Amalia sabía que no había terminado de preguntar y preguntarse todo en la vida. Por eso se dispuso a cerrar los ojos y tratar de escucharse, con la plena seguridad de que las respuestas a su interrogante estaban dentro de sí misma.
Nunca había sido del todo clara cuando había hecho esa pregunta hacia afuera. Era el mal de su día a día: No tener certeza de nada por la falta de claridad a la hora de cuestionar, fallándole en el camino a su formación como comunicadora pese a haber realizado antes una gran cantidad de preguntas difíciles (ninguna de ellas a su vocera más importante: ella).
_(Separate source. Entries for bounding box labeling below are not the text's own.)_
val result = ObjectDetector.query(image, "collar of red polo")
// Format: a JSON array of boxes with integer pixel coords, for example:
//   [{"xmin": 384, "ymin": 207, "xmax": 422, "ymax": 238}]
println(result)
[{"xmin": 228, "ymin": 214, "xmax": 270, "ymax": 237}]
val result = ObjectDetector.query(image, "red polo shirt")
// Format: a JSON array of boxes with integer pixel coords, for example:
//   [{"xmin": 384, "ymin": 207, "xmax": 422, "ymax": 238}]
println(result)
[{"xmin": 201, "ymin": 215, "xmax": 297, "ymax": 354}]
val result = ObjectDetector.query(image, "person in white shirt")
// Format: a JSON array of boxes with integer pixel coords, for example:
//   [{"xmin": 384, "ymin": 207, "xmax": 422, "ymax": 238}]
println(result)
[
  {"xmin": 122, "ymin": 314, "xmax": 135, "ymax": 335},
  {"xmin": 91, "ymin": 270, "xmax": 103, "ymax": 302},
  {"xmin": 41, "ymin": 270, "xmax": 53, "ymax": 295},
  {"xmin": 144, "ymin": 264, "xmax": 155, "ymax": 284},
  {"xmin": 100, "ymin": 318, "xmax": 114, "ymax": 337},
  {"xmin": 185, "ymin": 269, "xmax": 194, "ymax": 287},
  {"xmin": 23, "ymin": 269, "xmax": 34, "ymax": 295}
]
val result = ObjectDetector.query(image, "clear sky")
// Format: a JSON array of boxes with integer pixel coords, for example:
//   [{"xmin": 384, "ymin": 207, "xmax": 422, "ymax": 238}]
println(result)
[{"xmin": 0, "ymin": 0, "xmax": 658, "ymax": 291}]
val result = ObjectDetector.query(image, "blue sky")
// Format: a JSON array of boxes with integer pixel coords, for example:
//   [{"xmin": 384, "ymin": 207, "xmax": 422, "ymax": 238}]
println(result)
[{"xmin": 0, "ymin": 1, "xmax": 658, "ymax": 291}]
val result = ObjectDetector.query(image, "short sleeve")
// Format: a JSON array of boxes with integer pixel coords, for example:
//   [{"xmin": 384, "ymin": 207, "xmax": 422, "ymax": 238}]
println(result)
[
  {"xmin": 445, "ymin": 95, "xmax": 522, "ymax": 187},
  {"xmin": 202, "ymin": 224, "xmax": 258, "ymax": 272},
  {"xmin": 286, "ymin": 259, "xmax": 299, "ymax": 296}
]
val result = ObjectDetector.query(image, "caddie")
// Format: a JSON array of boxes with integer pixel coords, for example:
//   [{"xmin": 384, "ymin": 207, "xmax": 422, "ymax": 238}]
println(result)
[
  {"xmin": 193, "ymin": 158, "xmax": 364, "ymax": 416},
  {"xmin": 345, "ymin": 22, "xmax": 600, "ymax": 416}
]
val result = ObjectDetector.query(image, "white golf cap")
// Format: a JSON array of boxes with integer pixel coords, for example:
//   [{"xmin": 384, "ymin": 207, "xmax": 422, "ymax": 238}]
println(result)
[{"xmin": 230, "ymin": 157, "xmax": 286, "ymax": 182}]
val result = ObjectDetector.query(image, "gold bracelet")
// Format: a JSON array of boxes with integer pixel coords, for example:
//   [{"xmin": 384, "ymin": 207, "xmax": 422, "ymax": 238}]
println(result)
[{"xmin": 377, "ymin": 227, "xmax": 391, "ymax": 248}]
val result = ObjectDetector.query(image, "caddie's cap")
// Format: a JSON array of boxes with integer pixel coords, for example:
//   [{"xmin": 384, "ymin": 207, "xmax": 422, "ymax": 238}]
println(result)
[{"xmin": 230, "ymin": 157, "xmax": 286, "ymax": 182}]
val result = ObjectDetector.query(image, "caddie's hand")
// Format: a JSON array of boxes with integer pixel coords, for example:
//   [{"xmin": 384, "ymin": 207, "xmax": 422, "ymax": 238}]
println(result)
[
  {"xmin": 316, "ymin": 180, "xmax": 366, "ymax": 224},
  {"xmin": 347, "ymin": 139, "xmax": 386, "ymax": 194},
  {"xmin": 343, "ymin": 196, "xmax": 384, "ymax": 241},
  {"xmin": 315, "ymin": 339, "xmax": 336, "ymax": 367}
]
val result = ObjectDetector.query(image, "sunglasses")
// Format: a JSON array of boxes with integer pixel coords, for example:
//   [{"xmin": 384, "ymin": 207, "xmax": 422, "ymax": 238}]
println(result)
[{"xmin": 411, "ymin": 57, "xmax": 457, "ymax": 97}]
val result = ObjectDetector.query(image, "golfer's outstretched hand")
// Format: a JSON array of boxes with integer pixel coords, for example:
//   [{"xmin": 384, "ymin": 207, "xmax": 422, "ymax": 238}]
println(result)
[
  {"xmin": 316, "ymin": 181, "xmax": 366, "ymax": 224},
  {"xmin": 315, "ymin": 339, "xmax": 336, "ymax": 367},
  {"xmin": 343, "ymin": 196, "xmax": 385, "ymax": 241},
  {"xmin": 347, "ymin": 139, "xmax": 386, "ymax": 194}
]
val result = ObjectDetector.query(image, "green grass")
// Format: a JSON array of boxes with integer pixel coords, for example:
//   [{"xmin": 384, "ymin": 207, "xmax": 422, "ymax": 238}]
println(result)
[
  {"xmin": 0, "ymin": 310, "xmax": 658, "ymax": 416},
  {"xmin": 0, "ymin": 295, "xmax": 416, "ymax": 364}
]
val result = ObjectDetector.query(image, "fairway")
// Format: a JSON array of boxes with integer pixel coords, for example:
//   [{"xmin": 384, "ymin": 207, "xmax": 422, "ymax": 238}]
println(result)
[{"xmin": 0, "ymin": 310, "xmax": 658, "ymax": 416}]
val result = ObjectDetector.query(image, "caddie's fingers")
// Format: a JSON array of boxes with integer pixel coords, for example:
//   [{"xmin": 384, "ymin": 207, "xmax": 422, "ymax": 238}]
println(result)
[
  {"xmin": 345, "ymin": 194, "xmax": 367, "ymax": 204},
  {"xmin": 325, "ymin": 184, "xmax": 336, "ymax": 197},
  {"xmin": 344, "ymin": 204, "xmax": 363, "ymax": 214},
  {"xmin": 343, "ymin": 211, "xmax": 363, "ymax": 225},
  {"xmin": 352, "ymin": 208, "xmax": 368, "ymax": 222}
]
Pensó en reordenar las ideas de forma tal que no hubiese lugar a dudas en pedir lo que quería. Recordó entonces que no podía pedir aquello y fingir que las cosas seguirían un rumbo normal. No habían matices ni puntos intermedios ni “depende” (su respuesta favorita en ese momento).
Abrió los ojos y alucinó al ver cientos de letras desordenadas que se agolpaban por llamar su atención. No, no estaba loca. Solo se dio cuenta de que la respuesta que buscaba, al igual que las posibilidades, no era única.
Entonces sonrió. Le bastó saber que no lo sabría todo y que sería una paradoja más en su vida. Al fin y al cabo, como decía Silvio, vivía de preguntar.